Во время этих поездок я испытывал страшное чувство стыда за Яню, за себя, за свою мать, – и в то же время у меня появлялось уже знакомое чувство ярости, как при одиночной игре в футбол. Нечто похожее на возмездие или отмщение. Кому надо мстить, я толком не знал. Внутри меня это чувство объединялось в одно понятие – «ОНИ». Еще в своем детском сознании я четко провел границу между «Я» и «ОНИ».
Сидя в ресторане, сквозь слезы я наблюдал, как Яня заглатывал горячую манную кашу. Он обжигал губы, по которым эта каша размазывалась. Мне было жалко его, и я почему-то вспоминал теткину историю, как дядю в школе били головой о парту.
Вся эта картина промелькнула передо мной в долю секунды и снова расплылась в пыльном дыму уставшего от празднества коридора.
Нинка танцевала, прижимаясь ко мне, ее руки лежали на моих плечах, а затем, будто ослабев, падали мне на спину.
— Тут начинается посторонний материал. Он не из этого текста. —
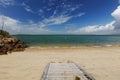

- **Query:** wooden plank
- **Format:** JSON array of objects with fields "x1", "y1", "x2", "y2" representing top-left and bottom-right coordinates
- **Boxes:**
[{"x1": 41, "y1": 63, "x2": 95, "y2": 80}]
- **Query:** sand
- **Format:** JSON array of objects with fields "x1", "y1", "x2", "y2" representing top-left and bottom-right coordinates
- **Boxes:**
[{"x1": 0, "y1": 47, "x2": 120, "y2": 80}]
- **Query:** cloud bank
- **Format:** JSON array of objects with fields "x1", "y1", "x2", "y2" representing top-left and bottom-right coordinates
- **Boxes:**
[
  {"x1": 0, "y1": 0, "x2": 120, "y2": 34},
  {"x1": 0, "y1": 0, "x2": 14, "y2": 7},
  {"x1": 68, "y1": 6, "x2": 120, "y2": 34}
]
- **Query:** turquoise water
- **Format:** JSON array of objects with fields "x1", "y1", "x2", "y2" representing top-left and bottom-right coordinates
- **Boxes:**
[{"x1": 14, "y1": 35, "x2": 120, "y2": 46}]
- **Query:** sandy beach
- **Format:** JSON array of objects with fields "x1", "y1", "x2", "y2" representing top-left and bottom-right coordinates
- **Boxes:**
[{"x1": 0, "y1": 46, "x2": 120, "y2": 80}]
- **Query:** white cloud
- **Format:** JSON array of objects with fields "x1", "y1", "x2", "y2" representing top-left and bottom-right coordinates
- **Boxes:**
[
  {"x1": 111, "y1": 6, "x2": 120, "y2": 21},
  {"x1": 68, "y1": 6, "x2": 120, "y2": 34},
  {"x1": 68, "y1": 21, "x2": 115, "y2": 34},
  {"x1": 77, "y1": 13, "x2": 85, "y2": 17},
  {"x1": 39, "y1": 15, "x2": 72, "y2": 27},
  {"x1": 0, "y1": 0, "x2": 14, "y2": 7},
  {"x1": 0, "y1": 15, "x2": 52, "y2": 34},
  {"x1": 22, "y1": 2, "x2": 34, "y2": 13}
]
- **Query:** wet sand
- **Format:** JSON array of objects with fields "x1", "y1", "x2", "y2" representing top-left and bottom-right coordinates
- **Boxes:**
[{"x1": 0, "y1": 47, "x2": 120, "y2": 80}]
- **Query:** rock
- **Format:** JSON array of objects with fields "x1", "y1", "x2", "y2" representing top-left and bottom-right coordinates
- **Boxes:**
[{"x1": 0, "y1": 29, "x2": 27, "y2": 55}]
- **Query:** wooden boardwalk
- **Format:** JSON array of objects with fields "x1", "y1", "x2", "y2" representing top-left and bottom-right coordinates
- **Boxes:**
[{"x1": 41, "y1": 63, "x2": 95, "y2": 80}]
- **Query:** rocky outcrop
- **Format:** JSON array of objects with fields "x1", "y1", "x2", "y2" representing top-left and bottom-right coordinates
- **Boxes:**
[{"x1": 0, "y1": 30, "x2": 27, "y2": 55}]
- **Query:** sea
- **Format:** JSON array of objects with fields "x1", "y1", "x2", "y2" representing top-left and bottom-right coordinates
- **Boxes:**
[{"x1": 14, "y1": 35, "x2": 120, "y2": 47}]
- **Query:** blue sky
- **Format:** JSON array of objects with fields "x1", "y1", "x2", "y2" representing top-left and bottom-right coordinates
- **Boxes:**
[{"x1": 0, "y1": 0, "x2": 120, "y2": 34}]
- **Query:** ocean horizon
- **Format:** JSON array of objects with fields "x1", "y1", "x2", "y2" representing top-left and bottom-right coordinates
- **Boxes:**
[{"x1": 14, "y1": 35, "x2": 120, "y2": 47}]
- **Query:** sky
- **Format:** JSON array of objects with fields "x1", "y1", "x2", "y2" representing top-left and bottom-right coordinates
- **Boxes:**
[{"x1": 0, "y1": 0, "x2": 120, "y2": 35}]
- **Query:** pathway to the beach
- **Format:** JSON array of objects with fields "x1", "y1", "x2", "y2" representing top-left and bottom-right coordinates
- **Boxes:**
[{"x1": 41, "y1": 63, "x2": 95, "y2": 80}]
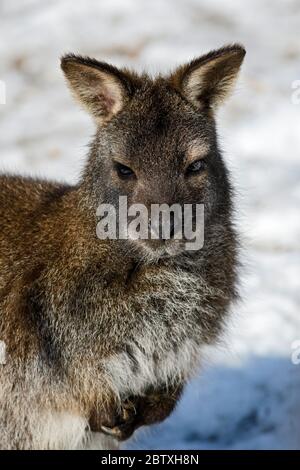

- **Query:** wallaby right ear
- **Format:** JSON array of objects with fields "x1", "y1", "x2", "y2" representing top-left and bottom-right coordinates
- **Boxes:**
[{"x1": 61, "y1": 54, "x2": 132, "y2": 124}]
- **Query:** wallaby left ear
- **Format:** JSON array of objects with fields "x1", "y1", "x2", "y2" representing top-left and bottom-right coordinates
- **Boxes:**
[
  {"x1": 61, "y1": 54, "x2": 134, "y2": 125},
  {"x1": 170, "y1": 44, "x2": 246, "y2": 109}
]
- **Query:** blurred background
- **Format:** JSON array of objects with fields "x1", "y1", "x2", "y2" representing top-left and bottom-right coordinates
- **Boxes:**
[{"x1": 0, "y1": 0, "x2": 300, "y2": 449}]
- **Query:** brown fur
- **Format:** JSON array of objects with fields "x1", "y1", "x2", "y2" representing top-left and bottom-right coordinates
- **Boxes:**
[{"x1": 0, "y1": 45, "x2": 244, "y2": 449}]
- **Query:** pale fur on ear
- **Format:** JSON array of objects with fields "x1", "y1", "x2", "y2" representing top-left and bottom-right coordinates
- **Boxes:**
[
  {"x1": 61, "y1": 54, "x2": 130, "y2": 124},
  {"x1": 170, "y1": 44, "x2": 246, "y2": 109}
]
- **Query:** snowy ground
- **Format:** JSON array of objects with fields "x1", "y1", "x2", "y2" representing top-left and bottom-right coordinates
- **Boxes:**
[{"x1": 0, "y1": 0, "x2": 300, "y2": 449}]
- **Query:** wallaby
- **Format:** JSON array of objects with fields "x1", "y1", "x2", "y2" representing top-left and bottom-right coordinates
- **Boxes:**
[{"x1": 0, "y1": 44, "x2": 245, "y2": 449}]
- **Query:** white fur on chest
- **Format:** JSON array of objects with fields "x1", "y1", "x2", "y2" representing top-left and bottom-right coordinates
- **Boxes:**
[{"x1": 103, "y1": 269, "x2": 205, "y2": 396}]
Она двигалась, привстав на цыпочки, как на пуантах, волосы касались моей щеки, я даже чувствовал ее теплое дыхание. Иногда она тихонько подпевала мелодии танго. Я осторожно вел ее в танце, боясь нарушить состояние покоя и нежности.
Я чувствовал странное и приятное ощущение где-то внизу, там, где касался бедром ее живота, и сквозь тусклый свет лампочки продолжал блуждать отсутствующим взглядом по лицам гостей.
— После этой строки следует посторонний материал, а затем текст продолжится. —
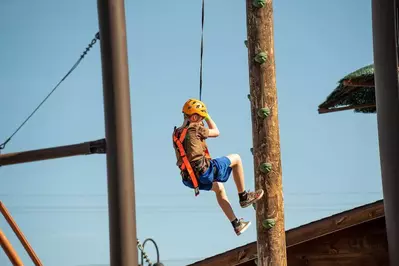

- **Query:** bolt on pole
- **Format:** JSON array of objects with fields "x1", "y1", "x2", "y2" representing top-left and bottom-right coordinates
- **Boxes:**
[
  {"x1": 97, "y1": 0, "x2": 138, "y2": 266},
  {"x1": 245, "y1": 0, "x2": 287, "y2": 266}
]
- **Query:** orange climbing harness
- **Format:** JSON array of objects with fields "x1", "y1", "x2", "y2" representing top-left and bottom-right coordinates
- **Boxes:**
[{"x1": 173, "y1": 127, "x2": 211, "y2": 196}]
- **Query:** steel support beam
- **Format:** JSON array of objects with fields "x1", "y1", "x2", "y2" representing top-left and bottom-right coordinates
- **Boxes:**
[
  {"x1": 372, "y1": 0, "x2": 399, "y2": 265},
  {"x1": 97, "y1": 0, "x2": 138, "y2": 266}
]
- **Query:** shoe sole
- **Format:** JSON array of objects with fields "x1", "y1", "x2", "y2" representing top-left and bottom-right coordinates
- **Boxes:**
[
  {"x1": 236, "y1": 222, "x2": 251, "y2": 236},
  {"x1": 241, "y1": 191, "x2": 265, "y2": 208}
]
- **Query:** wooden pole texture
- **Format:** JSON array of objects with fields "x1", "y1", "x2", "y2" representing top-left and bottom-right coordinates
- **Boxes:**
[{"x1": 246, "y1": 0, "x2": 287, "y2": 266}]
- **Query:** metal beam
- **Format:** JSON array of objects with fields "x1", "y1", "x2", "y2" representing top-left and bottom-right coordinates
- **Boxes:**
[
  {"x1": 97, "y1": 0, "x2": 138, "y2": 266},
  {"x1": 372, "y1": 0, "x2": 399, "y2": 265},
  {"x1": 0, "y1": 139, "x2": 106, "y2": 166},
  {"x1": 0, "y1": 229, "x2": 24, "y2": 266}
]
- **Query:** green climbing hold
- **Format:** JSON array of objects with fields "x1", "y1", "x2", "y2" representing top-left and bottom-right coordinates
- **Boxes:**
[
  {"x1": 252, "y1": 0, "x2": 266, "y2": 8},
  {"x1": 255, "y1": 52, "x2": 267, "y2": 64},
  {"x1": 258, "y1": 107, "x2": 270, "y2": 118},
  {"x1": 259, "y1": 163, "x2": 272, "y2": 174},
  {"x1": 262, "y1": 219, "x2": 276, "y2": 229}
]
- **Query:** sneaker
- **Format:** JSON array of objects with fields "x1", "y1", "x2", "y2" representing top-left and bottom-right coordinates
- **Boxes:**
[
  {"x1": 240, "y1": 189, "x2": 264, "y2": 208},
  {"x1": 234, "y1": 218, "x2": 251, "y2": 236}
]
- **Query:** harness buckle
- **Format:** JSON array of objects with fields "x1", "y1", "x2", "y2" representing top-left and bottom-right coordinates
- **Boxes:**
[{"x1": 194, "y1": 187, "x2": 199, "y2": 197}]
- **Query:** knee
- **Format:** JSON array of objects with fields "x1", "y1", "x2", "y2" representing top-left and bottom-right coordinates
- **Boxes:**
[
  {"x1": 227, "y1": 154, "x2": 242, "y2": 167},
  {"x1": 212, "y1": 182, "x2": 225, "y2": 194}
]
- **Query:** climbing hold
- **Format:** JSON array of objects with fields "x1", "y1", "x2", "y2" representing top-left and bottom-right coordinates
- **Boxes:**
[
  {"x1": 255, "y1": 52, "x2": 267, "y2": 64},
  {"x1": 259, "y1": 163, "x2": 272, "y2": 174},
  {"x1": 252, "y1": 0, "x2": 266, "y2": 8},
  {"x1": 262, "y1": 219, "x2": 276, "y2": 229},
  {"x1": 258, "y1": 107, "x2": 270, "y2": 118}
]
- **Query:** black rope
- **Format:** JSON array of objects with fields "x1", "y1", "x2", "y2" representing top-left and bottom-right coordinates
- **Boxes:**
[
  {"x1": 200, "y1": 0, "x2": 205, "y2": 101},
  {"x1": 0, "y1": 32, "x2": 100, "y2": 151}
]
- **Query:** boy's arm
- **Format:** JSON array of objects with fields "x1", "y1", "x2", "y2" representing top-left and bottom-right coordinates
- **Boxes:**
[{"x1": 205, "y1": 115, "x2": 220, "y2": 138}]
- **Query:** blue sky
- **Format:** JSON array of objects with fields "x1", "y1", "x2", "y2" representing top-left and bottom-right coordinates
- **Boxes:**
[{"x1": 0, "y1": 0, "x2": 382, "y2": 266}]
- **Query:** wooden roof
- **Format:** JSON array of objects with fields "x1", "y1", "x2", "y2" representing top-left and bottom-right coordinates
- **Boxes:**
[{"x1": 188, "y1": 200, "x2": 385, "y2": 266}]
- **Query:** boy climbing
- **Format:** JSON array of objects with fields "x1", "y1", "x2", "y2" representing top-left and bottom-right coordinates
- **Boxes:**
[{"x1": 173, "y1": 99, "x2": 264, "y2": 235}]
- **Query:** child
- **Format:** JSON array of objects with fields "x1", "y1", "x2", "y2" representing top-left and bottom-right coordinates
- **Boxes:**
[{"x1": 173, "y1": 99, "x2": 263, "y2": 235}]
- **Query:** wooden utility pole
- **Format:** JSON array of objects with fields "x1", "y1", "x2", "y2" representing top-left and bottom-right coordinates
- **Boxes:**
[{"x1": 247, "y1": 0, "x2": 287, "y2": 266}]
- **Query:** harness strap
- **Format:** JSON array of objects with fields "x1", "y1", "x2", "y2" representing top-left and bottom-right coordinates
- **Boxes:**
[{"x1": 173, "y1": 128, "x2": 199, "y2": 196}]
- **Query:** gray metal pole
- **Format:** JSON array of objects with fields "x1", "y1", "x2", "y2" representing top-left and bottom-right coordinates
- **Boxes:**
[
  {"x1": 372, "y1": 0, "x2": 399, "y2": 265},
  {"x1": 97, "y1": 0, "x2": 138, "y2": 266}
]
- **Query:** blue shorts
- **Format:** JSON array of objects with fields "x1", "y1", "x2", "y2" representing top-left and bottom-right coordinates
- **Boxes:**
[{"x1": 183, "y1": 156, "x2": 232, "y2": 191}]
Тетка Рахиль с белым напудренным лицом танцевала со своим новым мужем со странной фамилией Шило. Он был огромным и толстым по сравнению с малюсенькой теткой. Его качало, как на палубе корабля во время шторма.
Он был вдребезги пьян.
Когда мать уезжала, я нередко ночевал у них. Они жили в коммуналке на Маросейке в маленькой комнате. Мне приходилось ездить в свою школу от тетки. Рахиль заворачивала в газету несколько бутербродов и аккуратно засовывала в мой школьный портфель. С чем они были, я не знал, да и не хотел знать. Перед школой я забегал домой и оставлял сверток на столе. Мне было неловко есть бутерброды в школе в присутствии друзей, а тайно жевать их где-нибудь под лестницей и вовсе стыдно.
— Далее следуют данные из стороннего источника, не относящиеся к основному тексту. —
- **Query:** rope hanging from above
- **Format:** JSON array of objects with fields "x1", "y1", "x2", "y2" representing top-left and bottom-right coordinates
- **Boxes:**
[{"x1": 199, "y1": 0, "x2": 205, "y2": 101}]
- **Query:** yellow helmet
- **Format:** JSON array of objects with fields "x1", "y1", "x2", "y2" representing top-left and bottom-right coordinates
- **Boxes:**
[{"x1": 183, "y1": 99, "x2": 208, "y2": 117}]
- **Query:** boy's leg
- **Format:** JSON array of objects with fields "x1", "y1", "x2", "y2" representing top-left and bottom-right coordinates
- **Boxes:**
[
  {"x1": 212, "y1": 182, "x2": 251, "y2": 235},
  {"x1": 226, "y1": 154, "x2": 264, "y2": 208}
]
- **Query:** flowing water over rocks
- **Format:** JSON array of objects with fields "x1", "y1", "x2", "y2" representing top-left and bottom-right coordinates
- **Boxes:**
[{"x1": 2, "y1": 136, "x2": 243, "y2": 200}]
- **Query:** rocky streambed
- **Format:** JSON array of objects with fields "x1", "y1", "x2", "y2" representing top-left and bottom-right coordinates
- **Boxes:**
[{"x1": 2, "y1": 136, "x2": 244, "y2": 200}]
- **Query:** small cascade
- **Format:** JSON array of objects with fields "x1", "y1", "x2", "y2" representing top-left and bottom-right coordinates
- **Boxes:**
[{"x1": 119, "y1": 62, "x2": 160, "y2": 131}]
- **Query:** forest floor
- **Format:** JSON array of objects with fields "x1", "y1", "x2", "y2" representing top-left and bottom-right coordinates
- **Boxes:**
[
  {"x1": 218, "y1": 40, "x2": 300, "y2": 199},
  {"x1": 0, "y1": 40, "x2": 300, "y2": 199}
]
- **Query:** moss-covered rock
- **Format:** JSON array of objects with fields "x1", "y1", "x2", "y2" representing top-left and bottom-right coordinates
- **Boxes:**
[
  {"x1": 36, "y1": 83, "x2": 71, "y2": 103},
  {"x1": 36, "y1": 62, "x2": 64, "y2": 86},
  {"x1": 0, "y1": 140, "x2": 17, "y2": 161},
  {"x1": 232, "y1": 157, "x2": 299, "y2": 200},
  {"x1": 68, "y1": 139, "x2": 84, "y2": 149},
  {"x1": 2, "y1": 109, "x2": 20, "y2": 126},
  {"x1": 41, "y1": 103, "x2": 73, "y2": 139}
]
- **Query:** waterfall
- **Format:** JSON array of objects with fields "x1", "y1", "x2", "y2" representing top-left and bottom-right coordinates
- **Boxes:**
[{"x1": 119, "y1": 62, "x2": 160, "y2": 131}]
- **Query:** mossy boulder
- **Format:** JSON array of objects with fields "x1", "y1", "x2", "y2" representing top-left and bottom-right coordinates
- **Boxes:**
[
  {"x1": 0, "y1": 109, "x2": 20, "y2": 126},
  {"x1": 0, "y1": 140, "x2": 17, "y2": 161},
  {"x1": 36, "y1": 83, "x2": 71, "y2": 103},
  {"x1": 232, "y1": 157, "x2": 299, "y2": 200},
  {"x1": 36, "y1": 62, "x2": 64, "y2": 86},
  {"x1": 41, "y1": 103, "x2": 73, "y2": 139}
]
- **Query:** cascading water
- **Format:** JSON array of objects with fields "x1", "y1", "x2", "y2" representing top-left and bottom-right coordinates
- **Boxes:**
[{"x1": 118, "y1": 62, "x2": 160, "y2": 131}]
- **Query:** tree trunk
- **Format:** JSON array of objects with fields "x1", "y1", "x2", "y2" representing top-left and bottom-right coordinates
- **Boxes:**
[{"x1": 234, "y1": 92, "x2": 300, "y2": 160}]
Моя жизнь у тетки и ее мужа Шило была однообразна и нелепа. Шило возвращался каждый вечер, нагруженный какими-то авоськами и сумками с помидорами, огурцами, арбузами, апельсинами – в зависимости от сезона. Он был ревизором не то овощных баз, не то овощных магазинов.
Тетка накрывала ему стол, он ел отдельно от нас, и его трапеза начиналась с переодевания. Шило снимал свой рабочий костюм, галстук, рубашку – все, что мешало свободе движений, и оставался обычно в исподнем белье. Летом это были длинные черные сатиновые трусы, зимой голубые кальсоны с вытянутыми коленями и носки. Сверху он натягивал ночную байковую рубашку с белыми бельевыми пуговицами. Носки он носил и зимой, и летом.
Тетка говорила, что у него не хватает на ноге пальцев, отмороженных во время Финской войны где-то в окопах линии Маннергейма.
Говоря «Маннергейма», она делала сильное ударение на первое «а», так что слушатели нередко вздрагивали и начинали смотреть на Шило уже как на героя Финской войны, а не на алкаша с овощной базы.
Являлся домой он довольно поздно. Я уже лежал на диване, укрытый одеялом, и повторял про себя строчки стиха, который мне нужно было выучить к завтрашнему дню. «Я из лесу вышел, был сильный мороз…» – повторял я про себя, шевеля губами и с ужасом наблюдая трапезу Шило. Тот имел странную привычку все, что подавалось на стол, смешивать с водкой.
Первый стакан он опрокидывал в тарелку с борщом. Затем, тщательно размешав содержимое тарелки, медленно хлебал, продолжая помешивать.
Второй наполненный стакан он выливал в картофельное пюре с котлетами и тщательно разминал уже вилкой, превращая котлеты в кашеобразную массу, и с видимым наслаждением заглатывал и ее. Оплывшее лицо Шило становилось потным и приобретало свекольный оттенок.
Закончив с котлетами, он переходил к компоту из сухофруктов. Отпив несколько глотков из стакана, чтобы освободить емкость, он уже не совсем уверенной рукой выливал в него оставшуюся водку. Покончив с жидкостью, задрав голову и открыв широко рот, вытрясал из стакана оставшиеся на дне сухофрукты.
Дойти до кровати ему обычно помогала Рахиль, маленькая, почти карлица, с белым от пудры лицом, похожим на маску. Кровать была огромной, она занимала почти половину комнаты. С большим трудом Шило взбирался на нее, а за ним и тетка, предварительно потушив свет.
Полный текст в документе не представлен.